The people of the United States have chosen between Militarism and Jesus. Our fathers chose eighteen centuries ago. They left the law of the pack behind. They chose to become the sons of God, and lose their lives that Christ's little ones might survive. Hospitals, reforms, schoolhouses for children, reform acts, emancipation proclamations, the Declaration of Independence, justice, and man's redemption are the results. German militarism is the apotheosis of the law of the wolf-pack, return to the club and the caveman. If she succeeds in a return to brute force, her victory will be the most terrible calamity that overwhelmed the earth since that event that Milton describes in his story of the rebellion in heaven. Every editor and school-teacher, every priest and minister, every patriot and parent, should drill into the minds of children and youth the Kaiser's original charge and the meaning thereof: "No quarter will be given, no prisoners will be taken.

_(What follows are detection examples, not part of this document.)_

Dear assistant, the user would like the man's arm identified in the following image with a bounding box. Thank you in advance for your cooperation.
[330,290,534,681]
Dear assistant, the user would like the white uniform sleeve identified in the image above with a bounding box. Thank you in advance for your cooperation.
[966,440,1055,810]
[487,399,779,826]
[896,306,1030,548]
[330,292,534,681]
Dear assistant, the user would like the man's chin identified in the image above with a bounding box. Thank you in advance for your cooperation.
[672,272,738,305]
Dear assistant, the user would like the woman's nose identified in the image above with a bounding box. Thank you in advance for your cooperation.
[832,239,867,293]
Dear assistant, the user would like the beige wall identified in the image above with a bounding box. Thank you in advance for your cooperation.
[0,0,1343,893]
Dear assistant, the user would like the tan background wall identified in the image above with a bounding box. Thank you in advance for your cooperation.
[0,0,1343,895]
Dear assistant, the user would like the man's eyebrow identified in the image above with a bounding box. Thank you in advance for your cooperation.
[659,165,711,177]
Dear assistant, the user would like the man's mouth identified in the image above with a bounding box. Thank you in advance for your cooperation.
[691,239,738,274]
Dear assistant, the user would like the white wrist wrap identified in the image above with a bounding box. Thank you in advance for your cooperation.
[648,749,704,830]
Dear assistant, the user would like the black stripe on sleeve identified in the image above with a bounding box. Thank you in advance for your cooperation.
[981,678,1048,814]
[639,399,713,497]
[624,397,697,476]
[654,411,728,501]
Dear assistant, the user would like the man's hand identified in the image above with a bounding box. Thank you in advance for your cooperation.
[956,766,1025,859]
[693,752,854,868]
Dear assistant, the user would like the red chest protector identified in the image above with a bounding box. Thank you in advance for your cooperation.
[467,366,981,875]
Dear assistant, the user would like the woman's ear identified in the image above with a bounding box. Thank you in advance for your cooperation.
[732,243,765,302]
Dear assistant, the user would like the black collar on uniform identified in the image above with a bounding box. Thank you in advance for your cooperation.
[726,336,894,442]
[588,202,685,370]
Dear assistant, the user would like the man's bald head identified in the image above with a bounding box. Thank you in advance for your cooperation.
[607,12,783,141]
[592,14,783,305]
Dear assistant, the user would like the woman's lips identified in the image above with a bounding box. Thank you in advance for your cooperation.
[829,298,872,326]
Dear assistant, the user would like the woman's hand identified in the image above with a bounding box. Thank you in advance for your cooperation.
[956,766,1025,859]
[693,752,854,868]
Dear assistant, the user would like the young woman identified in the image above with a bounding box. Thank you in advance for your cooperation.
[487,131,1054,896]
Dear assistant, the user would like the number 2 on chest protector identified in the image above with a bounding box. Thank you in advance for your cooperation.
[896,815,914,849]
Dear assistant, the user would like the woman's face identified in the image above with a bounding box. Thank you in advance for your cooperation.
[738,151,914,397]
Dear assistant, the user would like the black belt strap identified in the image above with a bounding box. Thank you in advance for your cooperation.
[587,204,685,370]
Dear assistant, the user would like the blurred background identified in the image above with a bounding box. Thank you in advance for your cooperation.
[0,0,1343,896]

Let all who fall into your hands be at your mercy. Make yourselves more frightful than the Huns under Attila." Strange, therefore, the Germans feel so terribly because men call them Huns! Who understood their real nature? The Kaiser. Who branded them on the forehead with a red-hot iron, "Huns"? Their Kaiser. Whose bloody fingers were lifted upon their heads when his mildewed lips christened them "Hun"? Their Kaiser. Who likened the German soldiers to bloodhounds held upon the leash as they strained forward to tear women and children in Belgium and France? Their Kaiser. But Jesus said, Woe unto him that offends against one of My little ones! And out of the whirlwind comes the voice of an outraged God, saying to the invaders, "Here stay thy bloody waves! Thus far, and no farther!"